The two screens have merged over the years. “Somehow television had assumed the role of the series B in the cinema. There was a subdivision that was broken in the nineties with pioneering experiences such as those of Twin Peaks O File X. The first season of 24 was on the list of Cinema Notebooks one of the best films of 2002 ”, explains Francesc Xavier Pérez Torio, author of Shakespeare: the invisible screenwriter. Thus, up to the current abundance of titles that belong to both media at the same time. “It is something inherent to the turn of the century,” explains Jorge Carrión, author of Teleshakepeare and Lo viral. “In fact, I don’t know if the debate is even alive today, or if it is as much alive as a few years ago, outside of the industry or from people who want to work only in film.”

If the process is long, key factors have come together lately. The arrival of platforms, which allow personalized consumption of audiovisuals. The control that television creators have achieved over the duration of their work (it is impossible to successfully tell a story without calculating when it will end, as the writers of Lost; or how it will end, as those of Game of Thrones). An audience more used to one-season programs, and longer films, or in installments.

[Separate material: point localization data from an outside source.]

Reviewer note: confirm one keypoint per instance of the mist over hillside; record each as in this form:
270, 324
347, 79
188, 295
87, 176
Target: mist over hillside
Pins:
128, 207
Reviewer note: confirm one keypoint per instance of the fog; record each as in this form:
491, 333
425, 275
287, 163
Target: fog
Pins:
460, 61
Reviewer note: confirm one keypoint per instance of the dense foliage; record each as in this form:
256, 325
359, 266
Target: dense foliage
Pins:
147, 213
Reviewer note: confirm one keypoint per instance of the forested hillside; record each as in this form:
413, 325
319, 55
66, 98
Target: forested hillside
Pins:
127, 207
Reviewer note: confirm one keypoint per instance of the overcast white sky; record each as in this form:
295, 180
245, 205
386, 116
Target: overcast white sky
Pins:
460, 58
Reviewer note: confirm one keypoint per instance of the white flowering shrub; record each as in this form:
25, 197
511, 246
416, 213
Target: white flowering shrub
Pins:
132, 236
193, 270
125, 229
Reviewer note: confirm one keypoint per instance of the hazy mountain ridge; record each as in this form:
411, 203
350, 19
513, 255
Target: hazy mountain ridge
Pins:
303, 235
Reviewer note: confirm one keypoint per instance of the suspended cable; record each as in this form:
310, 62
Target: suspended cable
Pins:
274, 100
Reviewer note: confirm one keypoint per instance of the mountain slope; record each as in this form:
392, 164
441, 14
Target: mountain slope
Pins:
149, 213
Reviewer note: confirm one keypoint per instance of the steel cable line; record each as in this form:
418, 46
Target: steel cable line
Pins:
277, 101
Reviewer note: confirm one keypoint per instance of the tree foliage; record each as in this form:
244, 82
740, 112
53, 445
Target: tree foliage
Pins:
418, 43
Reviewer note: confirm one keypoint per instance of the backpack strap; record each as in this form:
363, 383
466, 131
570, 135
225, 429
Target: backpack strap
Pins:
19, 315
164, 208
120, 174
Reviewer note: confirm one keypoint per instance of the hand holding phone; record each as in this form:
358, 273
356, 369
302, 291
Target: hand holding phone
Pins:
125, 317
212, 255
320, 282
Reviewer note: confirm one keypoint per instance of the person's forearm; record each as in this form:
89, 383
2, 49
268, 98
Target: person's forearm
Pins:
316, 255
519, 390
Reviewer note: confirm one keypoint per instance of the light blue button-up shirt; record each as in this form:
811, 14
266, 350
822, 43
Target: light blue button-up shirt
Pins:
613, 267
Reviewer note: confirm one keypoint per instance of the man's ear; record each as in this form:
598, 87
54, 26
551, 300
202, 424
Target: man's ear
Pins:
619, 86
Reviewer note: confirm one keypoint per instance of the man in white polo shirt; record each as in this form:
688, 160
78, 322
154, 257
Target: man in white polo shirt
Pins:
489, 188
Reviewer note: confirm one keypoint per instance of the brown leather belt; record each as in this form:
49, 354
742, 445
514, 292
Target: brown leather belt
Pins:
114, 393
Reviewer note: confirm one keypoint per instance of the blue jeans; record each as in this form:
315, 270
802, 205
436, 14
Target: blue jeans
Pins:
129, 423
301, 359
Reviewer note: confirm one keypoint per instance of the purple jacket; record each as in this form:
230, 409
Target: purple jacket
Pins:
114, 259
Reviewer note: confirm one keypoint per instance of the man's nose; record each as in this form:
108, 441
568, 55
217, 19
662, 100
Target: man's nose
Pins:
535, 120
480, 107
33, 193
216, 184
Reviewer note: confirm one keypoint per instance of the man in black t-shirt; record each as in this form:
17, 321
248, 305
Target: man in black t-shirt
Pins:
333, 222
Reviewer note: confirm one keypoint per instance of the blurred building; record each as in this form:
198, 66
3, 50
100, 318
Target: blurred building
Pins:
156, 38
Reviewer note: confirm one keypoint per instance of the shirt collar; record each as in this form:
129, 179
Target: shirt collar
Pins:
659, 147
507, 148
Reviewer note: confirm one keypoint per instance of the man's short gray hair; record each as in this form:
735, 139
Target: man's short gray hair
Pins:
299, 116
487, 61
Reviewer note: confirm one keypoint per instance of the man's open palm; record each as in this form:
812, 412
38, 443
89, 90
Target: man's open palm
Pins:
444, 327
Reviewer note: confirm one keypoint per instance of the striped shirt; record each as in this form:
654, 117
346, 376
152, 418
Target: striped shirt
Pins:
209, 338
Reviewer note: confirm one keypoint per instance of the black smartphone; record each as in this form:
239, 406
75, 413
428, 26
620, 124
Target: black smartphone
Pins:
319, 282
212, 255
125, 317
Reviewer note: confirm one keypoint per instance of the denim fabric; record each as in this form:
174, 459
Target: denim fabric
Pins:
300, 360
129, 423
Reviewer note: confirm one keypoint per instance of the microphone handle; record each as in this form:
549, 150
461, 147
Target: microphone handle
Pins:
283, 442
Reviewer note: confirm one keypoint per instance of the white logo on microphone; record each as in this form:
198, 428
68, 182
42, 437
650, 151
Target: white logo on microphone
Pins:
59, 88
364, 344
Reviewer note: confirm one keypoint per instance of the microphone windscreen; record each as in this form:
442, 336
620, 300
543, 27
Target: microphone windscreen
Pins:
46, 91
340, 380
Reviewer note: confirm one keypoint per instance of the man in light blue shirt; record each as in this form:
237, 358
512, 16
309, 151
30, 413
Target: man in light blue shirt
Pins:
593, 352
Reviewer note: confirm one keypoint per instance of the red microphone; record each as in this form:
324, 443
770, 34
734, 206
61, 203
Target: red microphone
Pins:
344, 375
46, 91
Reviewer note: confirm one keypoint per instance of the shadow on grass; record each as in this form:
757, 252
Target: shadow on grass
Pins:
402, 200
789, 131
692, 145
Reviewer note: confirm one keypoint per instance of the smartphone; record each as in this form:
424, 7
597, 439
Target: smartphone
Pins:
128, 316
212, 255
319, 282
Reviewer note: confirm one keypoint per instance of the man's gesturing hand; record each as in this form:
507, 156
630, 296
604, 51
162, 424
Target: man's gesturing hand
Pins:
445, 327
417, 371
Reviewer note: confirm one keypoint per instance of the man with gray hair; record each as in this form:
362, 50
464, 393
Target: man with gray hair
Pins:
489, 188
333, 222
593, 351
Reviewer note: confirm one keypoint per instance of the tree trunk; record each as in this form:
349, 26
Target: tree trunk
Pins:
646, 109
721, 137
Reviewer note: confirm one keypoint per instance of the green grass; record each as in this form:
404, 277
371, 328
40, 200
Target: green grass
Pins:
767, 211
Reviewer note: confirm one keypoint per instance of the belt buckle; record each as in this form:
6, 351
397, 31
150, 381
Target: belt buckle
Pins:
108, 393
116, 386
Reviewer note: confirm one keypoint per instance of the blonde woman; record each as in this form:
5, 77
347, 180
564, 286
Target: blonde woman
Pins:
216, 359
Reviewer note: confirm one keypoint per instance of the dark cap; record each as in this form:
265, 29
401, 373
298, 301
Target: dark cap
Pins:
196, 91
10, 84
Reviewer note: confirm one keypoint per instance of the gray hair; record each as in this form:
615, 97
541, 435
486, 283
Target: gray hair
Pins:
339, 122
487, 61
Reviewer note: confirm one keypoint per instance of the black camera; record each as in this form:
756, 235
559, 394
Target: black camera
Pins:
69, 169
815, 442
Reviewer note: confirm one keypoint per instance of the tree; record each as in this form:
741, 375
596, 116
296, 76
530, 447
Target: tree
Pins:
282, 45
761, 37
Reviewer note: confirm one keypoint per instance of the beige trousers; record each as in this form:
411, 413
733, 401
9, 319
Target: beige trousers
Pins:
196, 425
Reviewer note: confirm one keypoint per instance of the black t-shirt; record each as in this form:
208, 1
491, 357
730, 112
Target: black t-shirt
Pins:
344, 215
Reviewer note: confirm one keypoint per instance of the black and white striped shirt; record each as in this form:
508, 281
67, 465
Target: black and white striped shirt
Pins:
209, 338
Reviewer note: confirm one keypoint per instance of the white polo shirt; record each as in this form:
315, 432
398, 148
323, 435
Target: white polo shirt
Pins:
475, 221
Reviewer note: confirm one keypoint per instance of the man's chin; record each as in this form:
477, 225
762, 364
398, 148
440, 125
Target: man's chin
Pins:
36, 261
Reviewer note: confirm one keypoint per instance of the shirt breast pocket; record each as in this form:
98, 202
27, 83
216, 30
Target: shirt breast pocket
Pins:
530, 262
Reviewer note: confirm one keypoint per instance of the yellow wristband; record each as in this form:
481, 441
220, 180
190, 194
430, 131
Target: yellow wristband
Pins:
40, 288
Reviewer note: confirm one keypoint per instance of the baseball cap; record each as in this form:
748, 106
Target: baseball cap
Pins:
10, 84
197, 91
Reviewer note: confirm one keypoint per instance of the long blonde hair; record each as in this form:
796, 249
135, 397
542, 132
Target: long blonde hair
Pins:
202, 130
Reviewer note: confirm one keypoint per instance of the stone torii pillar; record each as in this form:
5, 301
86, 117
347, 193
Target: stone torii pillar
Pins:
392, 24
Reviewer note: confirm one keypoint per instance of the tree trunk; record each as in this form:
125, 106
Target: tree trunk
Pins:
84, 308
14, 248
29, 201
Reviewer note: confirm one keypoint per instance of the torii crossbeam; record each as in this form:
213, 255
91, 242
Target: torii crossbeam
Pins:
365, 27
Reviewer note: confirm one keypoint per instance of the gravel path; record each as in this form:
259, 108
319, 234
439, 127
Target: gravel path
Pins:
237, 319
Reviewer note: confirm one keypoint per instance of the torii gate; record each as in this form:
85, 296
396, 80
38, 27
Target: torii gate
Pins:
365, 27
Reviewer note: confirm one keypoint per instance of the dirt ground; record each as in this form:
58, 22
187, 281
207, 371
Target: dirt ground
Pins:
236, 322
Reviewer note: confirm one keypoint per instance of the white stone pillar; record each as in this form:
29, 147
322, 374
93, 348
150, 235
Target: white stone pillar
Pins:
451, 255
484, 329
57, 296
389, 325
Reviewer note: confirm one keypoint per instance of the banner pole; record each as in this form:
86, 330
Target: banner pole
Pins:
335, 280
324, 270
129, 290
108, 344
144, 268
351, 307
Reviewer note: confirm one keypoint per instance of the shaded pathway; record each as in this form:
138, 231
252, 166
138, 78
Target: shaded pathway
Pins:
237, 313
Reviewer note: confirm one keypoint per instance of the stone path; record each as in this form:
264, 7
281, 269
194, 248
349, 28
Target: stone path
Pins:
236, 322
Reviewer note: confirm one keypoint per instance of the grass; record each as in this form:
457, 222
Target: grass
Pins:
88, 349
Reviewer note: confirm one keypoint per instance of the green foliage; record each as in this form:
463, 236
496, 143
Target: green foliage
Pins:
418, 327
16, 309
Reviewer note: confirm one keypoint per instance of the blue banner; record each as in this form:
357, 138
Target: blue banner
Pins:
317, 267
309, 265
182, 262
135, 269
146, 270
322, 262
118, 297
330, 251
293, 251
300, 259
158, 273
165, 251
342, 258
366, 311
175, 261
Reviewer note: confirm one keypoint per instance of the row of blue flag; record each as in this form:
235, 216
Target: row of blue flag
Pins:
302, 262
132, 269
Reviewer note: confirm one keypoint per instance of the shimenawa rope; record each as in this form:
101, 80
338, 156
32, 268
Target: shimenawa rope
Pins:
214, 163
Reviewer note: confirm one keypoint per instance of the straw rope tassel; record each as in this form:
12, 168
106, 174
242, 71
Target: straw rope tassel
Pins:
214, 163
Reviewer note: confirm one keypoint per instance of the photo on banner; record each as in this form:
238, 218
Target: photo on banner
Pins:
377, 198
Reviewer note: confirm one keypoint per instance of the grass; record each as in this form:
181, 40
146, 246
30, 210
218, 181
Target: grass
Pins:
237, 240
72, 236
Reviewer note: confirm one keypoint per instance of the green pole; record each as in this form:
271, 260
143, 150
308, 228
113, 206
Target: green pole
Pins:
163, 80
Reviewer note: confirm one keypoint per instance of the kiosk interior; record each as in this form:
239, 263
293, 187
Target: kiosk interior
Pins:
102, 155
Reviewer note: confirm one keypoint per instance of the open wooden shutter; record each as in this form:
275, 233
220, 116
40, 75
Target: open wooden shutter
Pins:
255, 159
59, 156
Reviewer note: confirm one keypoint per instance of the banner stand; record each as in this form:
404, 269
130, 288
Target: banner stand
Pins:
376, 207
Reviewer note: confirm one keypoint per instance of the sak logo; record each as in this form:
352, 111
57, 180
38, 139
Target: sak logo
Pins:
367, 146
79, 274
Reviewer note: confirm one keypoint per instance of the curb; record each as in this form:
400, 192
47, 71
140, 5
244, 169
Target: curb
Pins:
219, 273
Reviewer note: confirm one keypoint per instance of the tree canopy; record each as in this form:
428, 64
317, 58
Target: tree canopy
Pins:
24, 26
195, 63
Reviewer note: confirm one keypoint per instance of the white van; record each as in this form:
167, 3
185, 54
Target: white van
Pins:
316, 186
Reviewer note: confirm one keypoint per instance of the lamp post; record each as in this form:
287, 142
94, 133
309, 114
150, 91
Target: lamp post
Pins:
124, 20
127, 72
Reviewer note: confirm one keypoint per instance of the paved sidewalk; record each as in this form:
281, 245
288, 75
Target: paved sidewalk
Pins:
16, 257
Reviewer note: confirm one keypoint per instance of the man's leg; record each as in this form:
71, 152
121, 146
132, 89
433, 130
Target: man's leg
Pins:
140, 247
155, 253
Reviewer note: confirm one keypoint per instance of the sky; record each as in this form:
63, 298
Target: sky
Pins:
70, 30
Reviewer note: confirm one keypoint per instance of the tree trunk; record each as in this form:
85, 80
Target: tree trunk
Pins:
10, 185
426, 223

“The limits have not been blurred, it is that the entire system has been inverted. Feature films seem to have received the category of ‘short story’ while television is the ‘novel’ of the audiovisual story ”, alerts from New York the journalist and cultural critic Lauren Mechling. “Watching television used to be associated with being lazy, something you connected with at times. It is now a medium that rewards viewers who like to pay attention, and attracts creators who want to layer their work with layers and tracks and multiple meanings. Anyone who believes that cinema is a superior art, I already know some of those people, they are not just snobbish, they are missing it ”.

You can follow EL PAÍS TELEVISIÓN on Twitter or sign up here to receive our weekly newsletter.

Leave a Comment

This site uses Akismet to reduce spam. Learn how your comment data is processed.